Zero new runtime dependencies — BYOC principle maintained throughout.

13 new tests added to test-phase11.ts.

v5.6.0 — WAL Crash Recovery

Network-AI v5.6.0 — WAL Crash Recovery

All 3,136 tests pass. Zero TypeScript errors.

Features

LockedBlackboard Write-Ahead Log (WAL) crash recovery (lib/locked-blackboard.ts)

Every write(), commit(), and delete() now follows a strict append-before-write + checkpoint-after-write pattern:

1. Before the file write — an append record is written to .wal.jsonl
2. The actual state file is updated
3. After the write succeeds — a checkpoint record is appended to .wal.jsonl

On construction, replayWAL() is called automatically after loadFromDisk(). It scans .wal.jsonl for any append records that have no matching checkpoint (= the process crashed between steps 1 and 3) and replays them into the in-memory store. The WAL is then compacted.
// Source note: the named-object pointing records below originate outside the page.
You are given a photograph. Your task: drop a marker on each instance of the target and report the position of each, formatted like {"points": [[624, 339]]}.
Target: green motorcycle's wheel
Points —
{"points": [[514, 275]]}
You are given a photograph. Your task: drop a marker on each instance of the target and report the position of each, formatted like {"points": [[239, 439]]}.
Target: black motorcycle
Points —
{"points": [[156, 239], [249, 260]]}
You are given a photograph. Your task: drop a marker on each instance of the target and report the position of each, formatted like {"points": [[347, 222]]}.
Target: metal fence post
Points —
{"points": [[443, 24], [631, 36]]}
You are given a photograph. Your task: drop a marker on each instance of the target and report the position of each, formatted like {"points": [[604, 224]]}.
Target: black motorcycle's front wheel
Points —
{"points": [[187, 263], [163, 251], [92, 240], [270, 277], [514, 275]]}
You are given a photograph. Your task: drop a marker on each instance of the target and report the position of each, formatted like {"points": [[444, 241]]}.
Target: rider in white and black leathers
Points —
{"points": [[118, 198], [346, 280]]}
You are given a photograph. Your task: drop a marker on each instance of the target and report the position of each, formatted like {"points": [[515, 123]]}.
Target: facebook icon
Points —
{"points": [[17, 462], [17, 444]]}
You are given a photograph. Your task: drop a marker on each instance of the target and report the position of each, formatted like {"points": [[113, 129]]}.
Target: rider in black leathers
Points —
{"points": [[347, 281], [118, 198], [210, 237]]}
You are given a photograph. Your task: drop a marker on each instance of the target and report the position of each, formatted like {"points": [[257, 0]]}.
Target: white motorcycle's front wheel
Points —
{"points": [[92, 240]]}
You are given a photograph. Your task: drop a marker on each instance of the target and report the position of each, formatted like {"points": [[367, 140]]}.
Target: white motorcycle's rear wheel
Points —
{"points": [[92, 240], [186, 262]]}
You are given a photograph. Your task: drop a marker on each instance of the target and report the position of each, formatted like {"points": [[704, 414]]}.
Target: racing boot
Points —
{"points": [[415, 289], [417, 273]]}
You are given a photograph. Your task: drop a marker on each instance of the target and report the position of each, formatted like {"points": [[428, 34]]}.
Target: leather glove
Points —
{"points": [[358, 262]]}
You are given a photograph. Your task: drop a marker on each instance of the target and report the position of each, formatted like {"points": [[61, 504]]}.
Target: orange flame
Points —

// WAL is automatic — nothing to configure
const board = new LockedBlackboard('.', { env: 'prod' });
// Any uncommitted ops from a previous crash are replayed here

// Manual truncation after a full snapshot:
await board.compactWAL();

WAL file locations

Mode	Path
Env-scoped	<basePath>/<env>/.wal.jsonl
Legacy (no env)	<basePath>/data/.wal.jsonl

Resilience properties

• Partial writes at crash time produce malformed tail lines — silently skipped
• WAL replay is idempotent: replaying an already-committed op overwrites with the same value
• compactWAL() is safe to call at any time; a new WAL starts clean on the next write

7 new tests added to test-phase11.ts.